Aux États-Unis, les revues Amazing Stories, Astounding Stories ou Wonder Stories ont été particulièrement propices à l'édification de la science-fiction américaine, par la présence d'un fandom,
d'un chef de file identifiable en dialogue constant avec ses écrivains,
d'illustrateurs attitrés et d'une revue-repère. En France, plusieurs
périodiques, magazines ou maisons d'édition, souvent à grands tirages,
ont pour autant publié de nombreux récits merveilleux-scientifiques,
bien qu'aucun ne se soit revendiqué d'une rubrique ou d'une collection
portant ce nom.
Parmi les périodiques, on trouve d'abord L'Intransigeant, fondé
par Eugène Mayer. Il a imprimé plusieurs feuilletons de Maurice Renard
et de Léon Groc, entre 1919 et 1933, dont certains incontournables, tels
que Le péril bleu de Maurice Renard qui raconte l'enlèvement de Terriens par des extraterrestres invisibles, ou encore On a volé la Tour Eiffel ! de Léon Groc, qui présente un savant ayant mis au point un procédé permettant de transformer le fer en or.
Le Matin,
inauguré par Chamberlain & Co, publie quant à lui, entre 1906 et
1943, des contes et feuilletons de Maurice Renard, de Jean de La Hire ou
encore de Gaston Leroux. Dans Les dompteurs de forces, Jean de La Hire met en scène une société secrète aztèque qui souhaite prendre le contrôle du monde, tandis que Lucifer rapporte
les agissements d'un ennemi du Nyctalope, Glô van Warteck, qui a mis au
point un « télédyname » amplifiant sa force psychique. Le journal se
distingue tout particulièrement par ses magnifiques encarts
publicitaires, dessinés entre autre par Gino Starace, et destinés à
vanter la publication prochaine d'un feuilleton dans ses pages, tels que
La roue fulgurante (enlèvements extraterrestres), L'homme qui peut vivre dans l'eau (homme hybridé avec un requin) ou Alcantara (personnage kleptomorphe) de Jean de La Hire.
Entre 1927 et 1939, Maurice Renard publie dans ce même journal plus de
600 contes, pour certains policiers, sentimentaux, surnaturels ou encore
pseudo-merveilleux-scientifiques, dans lesquels la découverte
scientifique n'était guère qu'un leurre. Ainsi, Le spectre photographié n'est pas un fantôme, mais une photographie aux rayons X ; Le monstre du Loch Ness, s'avère être une image projetée de la créature lacustre ; L’aventure scientifique d’Ambroise Peupiot ne le mène pas jusque dans la quatrième dimension, mais sur une île déserte, pour échapper à sa femme ; La nuit surnaturelle
impressionne un enfant, qui croit voir une expérience contre-nature, là
où il n'y a eu qu'un accouchement.

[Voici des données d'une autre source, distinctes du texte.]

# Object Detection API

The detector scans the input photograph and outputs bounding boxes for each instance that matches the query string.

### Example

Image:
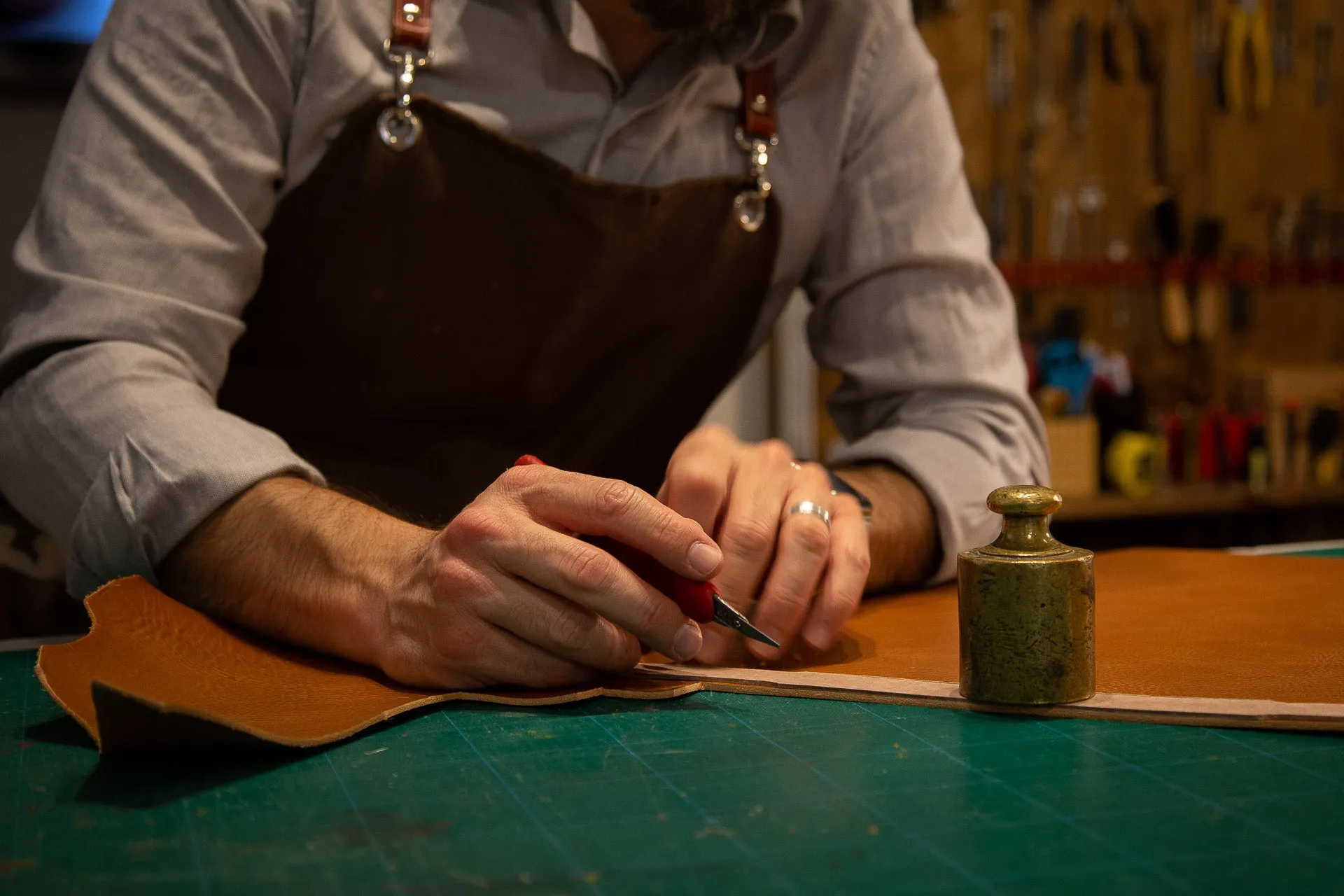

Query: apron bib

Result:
[219,0,780,525]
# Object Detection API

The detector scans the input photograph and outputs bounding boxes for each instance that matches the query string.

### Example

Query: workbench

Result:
[0,552,1344,896]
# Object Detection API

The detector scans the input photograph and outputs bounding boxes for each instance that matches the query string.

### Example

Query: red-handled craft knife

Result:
[513,454,780,648]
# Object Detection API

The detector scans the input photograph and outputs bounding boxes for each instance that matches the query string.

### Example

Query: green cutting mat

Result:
[0,653,1344,896]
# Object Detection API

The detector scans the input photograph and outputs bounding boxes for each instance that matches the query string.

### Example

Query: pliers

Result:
[1100,0,1157,85]
[1220,0,1274,114]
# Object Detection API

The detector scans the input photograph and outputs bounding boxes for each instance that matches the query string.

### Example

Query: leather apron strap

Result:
[219,0,781,524]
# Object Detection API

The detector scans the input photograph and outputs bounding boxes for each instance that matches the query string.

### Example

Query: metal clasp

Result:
[732,127,780,234]
[378,0,434,152]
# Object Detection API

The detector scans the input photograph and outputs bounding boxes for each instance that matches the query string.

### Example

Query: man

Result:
[0,0,1046,688]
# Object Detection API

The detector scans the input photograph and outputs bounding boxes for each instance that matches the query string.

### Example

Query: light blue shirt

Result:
[0,0,1047,595]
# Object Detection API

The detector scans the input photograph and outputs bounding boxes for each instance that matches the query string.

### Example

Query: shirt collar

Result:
[550,0,802,69]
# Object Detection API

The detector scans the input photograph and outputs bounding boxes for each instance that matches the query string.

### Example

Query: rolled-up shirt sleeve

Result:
[0,0,321,595]
[806,4,1049,580]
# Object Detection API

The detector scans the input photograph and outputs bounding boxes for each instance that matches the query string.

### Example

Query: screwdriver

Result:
[513,454,780,648]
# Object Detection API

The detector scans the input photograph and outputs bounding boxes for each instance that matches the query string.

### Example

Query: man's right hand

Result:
[160,466,723,689]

Un autre journal est à signaler : Excelsior, fondé par Pierre Lafitte, publie de très nombreux contes de Guy de Téramond (L'épinard conscient, La dernière invention du reporter), L'autobus évanoui de Léon Groc, ainsi qu'un texte d'André Couvreur et de Michel Corday, qui rapporte les aventures d'un télépathe (Le Lynx).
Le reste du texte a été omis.